Le premier but du traitement est de diminuer la masse cellulaire circulante pour éviter les thromboses vasculaires. Le meilleur médicament est le busulfan, donné d’abord à raison de 3 à 4 comprimés par jour, puis à doses dégressives en fonction de la leucocytose, qui baisse 2 à 4 semaines après le début du traitement.

La rémission obtenue, le sujet peut mener une vie normale, mais il faut vérifier l’hémogramme chaque mois, car trois risques sont possibles.
— La rechute hématologique, puis clinique, si elle est négligée, exposerait de nouveau aux thromboses. Selon les cas, les rechutes sont plus ou moins rapides et précoces, de quelques semaines à 2 ans, voire 3 ans, 5 ans, 10 ans, 15 ans quelquefois. Il faut les traiter rapidement par le busulfan et ramener la leucocytose à la normale.
— L’insuffisance médullaire, ou aplasie thérapeutique globale toxique, survient soit à la fin d’une cure de busulfan, soit au cours du traitement d’entretien continu. Elle est assez banale, mais son pronostic est relativement bon.
— La transformation aiguë, terme normal de la leucémie myéloïde chronique, survient au bout d’un délai allant de 6 mois à 10 ou 15 ans après le début de la maladie ; 50 p. 100 des malades arrivent à ce stade en 3 ans ou moins. C’est alors un tableau de leucose aiguë, révélée par des signes d’insuffisance médullaire (anémie, leucopénie, thrombopénie ; cliniquement, des hémorragies, des infections) ; ici, la moelle est riche en leucoblastes. Le pronostic est catastrophique, la mort survenant le plus souvent en moins de 3 mois ; des rémissions sont possibles, mais elles sont rarement longues. Le traitement est celui des leucémies aiguës myéloblastiques (v. ci-dessus).

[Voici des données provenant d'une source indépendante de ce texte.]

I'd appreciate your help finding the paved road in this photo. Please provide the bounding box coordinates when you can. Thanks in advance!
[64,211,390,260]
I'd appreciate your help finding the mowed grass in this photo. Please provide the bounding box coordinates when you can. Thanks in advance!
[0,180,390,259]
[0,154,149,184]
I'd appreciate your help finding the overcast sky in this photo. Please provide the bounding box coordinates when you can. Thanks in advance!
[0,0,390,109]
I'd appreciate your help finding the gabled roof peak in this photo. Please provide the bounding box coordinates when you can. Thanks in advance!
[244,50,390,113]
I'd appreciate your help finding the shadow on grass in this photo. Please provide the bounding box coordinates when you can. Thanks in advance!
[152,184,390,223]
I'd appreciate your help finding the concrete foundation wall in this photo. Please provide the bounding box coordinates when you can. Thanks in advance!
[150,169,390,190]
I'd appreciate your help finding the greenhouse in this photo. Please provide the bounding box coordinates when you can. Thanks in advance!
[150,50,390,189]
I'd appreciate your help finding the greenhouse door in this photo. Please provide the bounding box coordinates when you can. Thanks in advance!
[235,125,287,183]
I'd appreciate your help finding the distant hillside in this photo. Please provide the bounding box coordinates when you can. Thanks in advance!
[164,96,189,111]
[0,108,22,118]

• La polyglobulie. Parmi les autres syndromes myéloprolifératifs, il faut signaler la maladie de Vaquez, ou polyglobulie, dont le diagnostic est marqué par une augmentation du nombre des hématies, à symptomatologie fonctionnelle souvent riche. Le diagnostic en est facilité par l’âge, l’existence d’une splénomégalie, le faciès rubicond et rouge du malade, l’atteinte possible des autres lignées, mais celle-ci est inconstante. La maladie de Vaquez ne peut être affirmée qu’après avoir éliminé une tumeur rénale. L’évolution en est marquée par des thromboses vasculaires. Le traitement comporte essentiellement des saignées répétées ou des injections de phosphore radioactif. Le pronostic de la maladie de Vaquez est long et bon. Les malades doivent être surveillés par un hémogramme toutes les 6 semaines — afin de dépister une remontée des globules rouges — et traités précocement. La reprise du traitement, espacé de 6 mois à 3 ans, est nécessaire en fonction des poussées. À distance, le risque majeur est la transformation en leucémie aiguë, qui survient dans 10 p. 100 des cas, ou une œstéo-myélosclérose avec insuffisance médullaire. La durée moyenne de survie est de 12 à 20 ans avec des évolutions qui peuvent atteindre de 20 à 30 ans.

• La thrombocytémie essentielle. C’est une affection très voisine de la leucémie myéloïde chronique qui porte essentiellement sur les thrombocytes, ou plaquettes. Son traitement est l’hydroxyurée.